The ramped-up detention and deportation aimed at these people by ICE and our Chaos President is based on the perceived threat that they pose to our national security.  So ICE is cleared to blast away, and let the rocks fall where they may.  Their bosses in Washington are willing to risk the pain and suffering these immigrant families will go through:  when the dust clears and the pebbles stop rolling, they say as objectively as a canal engineer, we’ll just see what angle of repose results from all our blasting.

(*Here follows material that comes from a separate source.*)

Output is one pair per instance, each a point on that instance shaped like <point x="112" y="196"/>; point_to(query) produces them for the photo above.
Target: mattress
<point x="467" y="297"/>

In a way, the President is performing the same operation in Washington DC:  the explosive developments in just the past eight days have sent dirt and debris flying in all directions.  Not a day goes by without some new, spectacular revelation, and it’s exhausting just to write about them.  Suspicious firings, false and contradictory explanations from the White House, mis-directions via the Justice Department, threats of “tapes,” attempts to obstruct justice, and on and on:  it awes me to see how big this scheme is.  What will be the angle of repose?  The news has been jaw-dropping, really.  And how ironic is it that those poor immigrants are seen to pose some sort of threat to national security, when, the day after firing the FBI director who is investigating his campaign’s links to Russia, the Chaos President is spilling national secrets to known Russian spies right in the Oval Office?

Excuse me, I dropped my jaw in the other room- be back soon.